J Neurotrauma. 2007 Oct;24(10):1587-95.
Omega-3 fatty acids supplementation restores mechanisms that maintain brain homeostasis in traumatic brain injury.
Wu A, Ying Z, Gomez-Pinilla F.
Department of Physiological Science, University of California at Los Angeles(UCLA), Los Angeles, California 90095, USA.

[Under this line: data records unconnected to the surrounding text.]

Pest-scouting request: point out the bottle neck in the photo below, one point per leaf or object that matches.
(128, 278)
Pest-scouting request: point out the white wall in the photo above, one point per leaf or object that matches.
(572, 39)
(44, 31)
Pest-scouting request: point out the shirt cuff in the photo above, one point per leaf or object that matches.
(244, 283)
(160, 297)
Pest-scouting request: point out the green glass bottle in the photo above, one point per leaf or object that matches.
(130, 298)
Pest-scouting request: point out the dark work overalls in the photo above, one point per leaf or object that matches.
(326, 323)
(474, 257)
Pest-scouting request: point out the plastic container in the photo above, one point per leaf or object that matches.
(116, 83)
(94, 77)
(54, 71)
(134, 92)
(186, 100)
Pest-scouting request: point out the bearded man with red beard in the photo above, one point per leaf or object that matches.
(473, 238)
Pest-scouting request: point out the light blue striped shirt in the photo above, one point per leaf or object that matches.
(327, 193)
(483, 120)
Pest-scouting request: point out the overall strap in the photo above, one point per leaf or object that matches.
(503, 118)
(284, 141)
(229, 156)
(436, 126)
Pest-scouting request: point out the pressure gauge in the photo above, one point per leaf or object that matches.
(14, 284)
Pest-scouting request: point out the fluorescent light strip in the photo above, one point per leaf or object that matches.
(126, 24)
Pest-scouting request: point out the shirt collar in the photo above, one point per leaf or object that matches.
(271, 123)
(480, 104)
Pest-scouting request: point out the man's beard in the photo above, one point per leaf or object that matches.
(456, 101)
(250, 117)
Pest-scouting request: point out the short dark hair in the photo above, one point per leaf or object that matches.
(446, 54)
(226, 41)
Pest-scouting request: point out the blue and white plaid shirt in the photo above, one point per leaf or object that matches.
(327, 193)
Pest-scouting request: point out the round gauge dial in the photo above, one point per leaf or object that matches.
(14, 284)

Traumatic brain injury (TBI) produces a state of vulnerability that reduces the brain capacity to cope with secondary insults. The silent information regulator 2(Sir2) has been implicated with maintaining genomic stability and cellular homeostasis under challenging situation. Here we explore the possibility that the action of Sir2alpha (mammalian Sir2) in the brain can extend to serve neuronal plasticity. We provide novel evidence showing that mild TBI reduces the expression of Sir2alpha in the hippocampus, in proportion to increased levels of protein oxidation. In addition, we show that dietary supplementation of omega-3 fatty acids that ameliorates protein oxidation was effective to reverse the reduction of Sir2alpha level in injured rats. Given that oxidative stress is a subproduct of dysfunctional energy homeostasis, we measured AMP-activated protein kinase (AMPK) and phosphorylated-AMPK (p-AMPK) to have an indication of the energy status of cells. Hippocampal levels of total and phosphorylated AMPK were reduced after TBI and levels were normalized by omega-3 fatty acts supplements. Further, we found that TBI reduced ubiquitous mitochondrial creatine kinase (uMtCK), an enzyme implicated in the energetic regulation of Ca2+-pumps and in the maintenance of Ca2+-homeostasis. Omega-3 fatty acids supplements normalized the levels of uMtCK after lesion. Furthermore, we found that the correlation between Sir2alpha and AMPK or p-AMPK was disrupted by TBI, but restored by omega-3 fatty acids supplements. Our results suggest that TBI may compromise neuronal protective mechanisms by involving the action of Sir2alpha. In addition, results show the capacity of omega-3 fatty acids to counteract some of the effects of TBI by normalizing levels of molecular systems associated with energy homeostasis.